For any fixed $N \in \mathbb{N}$, let $\mathcal{S}(\mathbb{R}^N)$ be the Schwartz space.
Then, it is well-known that $\mathcal{S}(\mathbb{R}^N)$ is a Fréchet space with the seminorms: \begin{equation} \lVert f \rVert_{n, \alpha} := \sup_{ x \in \mathbb{R}^N } (1 + \lvert x \rvert^n) \lvert \partial^\alpha f \rvert \end{equation} where $n$ is any non-negative integer and $\alpha$ is any multi-index on $(x_1, \cdots, x_N)$.
Now, I wonder if it is possible to find a collection of seminorms $\lVert \cdot \rVert_m$ for nonnegative intergers $m$ giving the same topology on $\mathcal{S}(\mathbb{R}^N)$ as $\lVert \cdot \rVert_{n, \alpha}$'s but further satisfing the "graded" property \begin{equation} \lVert \cdot \rVert_0 \leq \lVert \cdot \rVert_1 \leq \lVert \cdot \rVert_2 \leq \cdots. \end{equation}
A possible candidate I have come up with is the following: \begin{equation} \lVert f \rVert_m := \sum_{ n,\lvert \alpha \rvert \leq m} \lVert f \rVert_{n, \alpha} \end{equation}
However, I am not fully sure if these seminorms indeed give rise to the same Fréchet topology as $\lVert \cdot \rVert_{n, \alpha}$'s.
Could anyone please clarify for me?
This is indeed true. Pick an enummeration $\varphi: \mathbb{N}\rightarrow \mathbb{N} \times\mathbb{N}^N$ and define the metrics
$$ d_1(f,g) = \sum_{n\in \mathbb{N}} 2^{-n} \frac{\Vert f-g \Vert_{\varphi(n)}}{1+\Vert f-g \Vert_{\varphi(n)}} $$
and
$$ d_2(f,g)= \sum_{n\in \mathbb{N}} 2^{-n} \frac{\Vert f-g \Vert_n}{1+\Vert f-g\Vert_n}.$$
The topologies are the same if we can show that the map $$ \iota: (\mathcal{S}(\mathbb{R}^N), d_2) \rightarrow (\mathcal{S}(\mathbb{R}^N), d_1), \iota(f)=f $$ is a homeomorphism. Clearly this map is a bijection. Next we check that it is also continuous.

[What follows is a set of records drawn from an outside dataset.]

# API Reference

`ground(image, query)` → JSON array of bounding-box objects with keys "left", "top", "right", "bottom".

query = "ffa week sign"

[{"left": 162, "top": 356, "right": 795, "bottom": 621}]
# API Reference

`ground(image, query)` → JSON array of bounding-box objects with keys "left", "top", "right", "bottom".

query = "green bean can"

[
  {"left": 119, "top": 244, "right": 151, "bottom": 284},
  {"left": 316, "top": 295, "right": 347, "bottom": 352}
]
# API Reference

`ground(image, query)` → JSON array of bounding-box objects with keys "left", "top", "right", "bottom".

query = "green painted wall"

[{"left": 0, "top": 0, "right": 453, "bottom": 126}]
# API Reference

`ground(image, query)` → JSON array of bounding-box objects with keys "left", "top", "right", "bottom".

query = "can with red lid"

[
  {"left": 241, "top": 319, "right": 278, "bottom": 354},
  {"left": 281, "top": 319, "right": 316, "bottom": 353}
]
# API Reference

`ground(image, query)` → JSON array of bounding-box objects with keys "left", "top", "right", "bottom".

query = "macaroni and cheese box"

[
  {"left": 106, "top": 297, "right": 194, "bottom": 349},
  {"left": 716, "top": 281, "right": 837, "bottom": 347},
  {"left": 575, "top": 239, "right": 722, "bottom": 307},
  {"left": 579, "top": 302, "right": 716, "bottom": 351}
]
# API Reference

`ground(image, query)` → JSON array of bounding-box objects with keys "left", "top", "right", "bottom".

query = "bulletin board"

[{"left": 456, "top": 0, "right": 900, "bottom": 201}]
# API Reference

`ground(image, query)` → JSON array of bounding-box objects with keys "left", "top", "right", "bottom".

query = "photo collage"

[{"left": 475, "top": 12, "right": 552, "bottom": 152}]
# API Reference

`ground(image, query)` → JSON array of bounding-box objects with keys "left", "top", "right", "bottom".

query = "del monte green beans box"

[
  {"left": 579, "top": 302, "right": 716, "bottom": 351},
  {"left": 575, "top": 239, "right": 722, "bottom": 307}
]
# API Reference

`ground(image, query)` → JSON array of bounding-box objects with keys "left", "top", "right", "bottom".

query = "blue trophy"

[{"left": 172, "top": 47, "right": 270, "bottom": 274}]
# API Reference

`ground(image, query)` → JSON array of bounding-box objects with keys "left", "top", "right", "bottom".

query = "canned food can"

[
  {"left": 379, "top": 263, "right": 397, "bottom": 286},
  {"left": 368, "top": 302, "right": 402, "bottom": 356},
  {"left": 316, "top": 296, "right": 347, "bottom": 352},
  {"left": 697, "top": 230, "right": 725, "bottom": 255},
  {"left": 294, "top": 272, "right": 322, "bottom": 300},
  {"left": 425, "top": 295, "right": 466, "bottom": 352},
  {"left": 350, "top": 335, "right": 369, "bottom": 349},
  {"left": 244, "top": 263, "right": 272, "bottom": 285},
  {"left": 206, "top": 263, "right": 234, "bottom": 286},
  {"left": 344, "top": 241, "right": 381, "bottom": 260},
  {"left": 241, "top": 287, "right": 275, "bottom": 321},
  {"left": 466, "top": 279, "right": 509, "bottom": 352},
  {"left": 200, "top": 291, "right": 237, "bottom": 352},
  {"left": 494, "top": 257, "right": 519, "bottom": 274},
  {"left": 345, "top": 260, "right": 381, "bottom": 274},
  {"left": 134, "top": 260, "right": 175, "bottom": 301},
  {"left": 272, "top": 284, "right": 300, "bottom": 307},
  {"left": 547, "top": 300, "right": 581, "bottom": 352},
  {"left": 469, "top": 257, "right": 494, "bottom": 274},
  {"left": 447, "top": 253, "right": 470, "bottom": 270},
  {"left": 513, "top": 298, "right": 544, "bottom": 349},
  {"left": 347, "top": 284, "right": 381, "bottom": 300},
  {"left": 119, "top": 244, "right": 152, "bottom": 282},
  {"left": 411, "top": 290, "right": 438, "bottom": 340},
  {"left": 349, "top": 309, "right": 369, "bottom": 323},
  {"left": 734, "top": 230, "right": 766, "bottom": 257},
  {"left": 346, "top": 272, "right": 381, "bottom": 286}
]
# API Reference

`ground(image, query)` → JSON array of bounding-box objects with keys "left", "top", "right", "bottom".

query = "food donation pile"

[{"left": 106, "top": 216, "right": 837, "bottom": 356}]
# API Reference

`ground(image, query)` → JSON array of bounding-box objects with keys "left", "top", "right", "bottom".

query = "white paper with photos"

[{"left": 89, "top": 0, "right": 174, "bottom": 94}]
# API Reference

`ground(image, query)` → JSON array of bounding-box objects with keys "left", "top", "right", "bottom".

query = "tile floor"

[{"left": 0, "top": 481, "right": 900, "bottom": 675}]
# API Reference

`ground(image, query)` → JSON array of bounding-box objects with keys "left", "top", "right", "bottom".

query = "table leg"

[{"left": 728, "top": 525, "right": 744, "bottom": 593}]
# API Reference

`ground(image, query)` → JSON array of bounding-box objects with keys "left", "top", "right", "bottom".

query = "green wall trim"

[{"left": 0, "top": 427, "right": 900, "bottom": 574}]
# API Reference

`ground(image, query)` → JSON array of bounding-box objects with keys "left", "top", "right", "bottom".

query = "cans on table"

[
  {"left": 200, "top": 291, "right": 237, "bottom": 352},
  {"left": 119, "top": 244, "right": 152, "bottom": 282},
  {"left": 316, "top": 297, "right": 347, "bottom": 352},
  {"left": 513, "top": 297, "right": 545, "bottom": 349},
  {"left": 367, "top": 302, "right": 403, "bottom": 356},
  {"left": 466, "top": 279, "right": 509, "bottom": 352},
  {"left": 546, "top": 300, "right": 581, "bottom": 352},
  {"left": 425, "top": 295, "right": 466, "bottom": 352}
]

Pick $(f_n)_{n\in \mathbb{N}}\subseteq \mathcal{S}(\mathbb{R}^N)$ converging to $f\in (\mathcal{S}(\mathbb{R}^N), d_2)$, we now want to show that $$ \lim_{n\rightarrow \infty} d_1(f_n, f) =0. $$
Pick $\varepsilon>0$ and $M\in \mathbb{N}$ such that $\sum_{n\geq M+1} 2^{-n}<\varepsilon/2$. Then we have $$ d_1(f_n, f) \leq \varepsilon/2+ \sum_{k=1}^M \frac{\Vert f_n -f \Vert_{\varphi(k)}}{1+\Vert f_n -f \Vert_{\varphi(k)}}. $$
Thus, all we need to show is that $$ \Vert \cdot \Vert_{\varphi(k)} : (\mathcal{S}(\mathbb{R}^N, d_2) \rightarrow \mathbb{R} $$ is continuous, which is easy to see. Namely, $d_2(f_n, f) \rightarrow 0$ implies $\Vert f_n -f \Vert_{m,\alpha}\rightarrow 0$ for all $(m,\alpha)\in \mathbb{N}\times \mathbb{N}^N$, which implies that $\Vert f_n -f \Vert_k \rightarrow 0$ (as this only a finite sum of the $\Vert f_n -f \Vert_{m,\alpha}$.
To conclude we can either use the open mapping theorem for Fréchet spaces, or we can just check by hand that the inverse is continuous too. To check it by hand, we just need to verify that $$ \Vert \cdot \Vert_{k} : (\mathcal{S}(\mathbb{R}^N, d_1) \rightarrow \mathbb{R} $$ is continuous (which is again easy to see).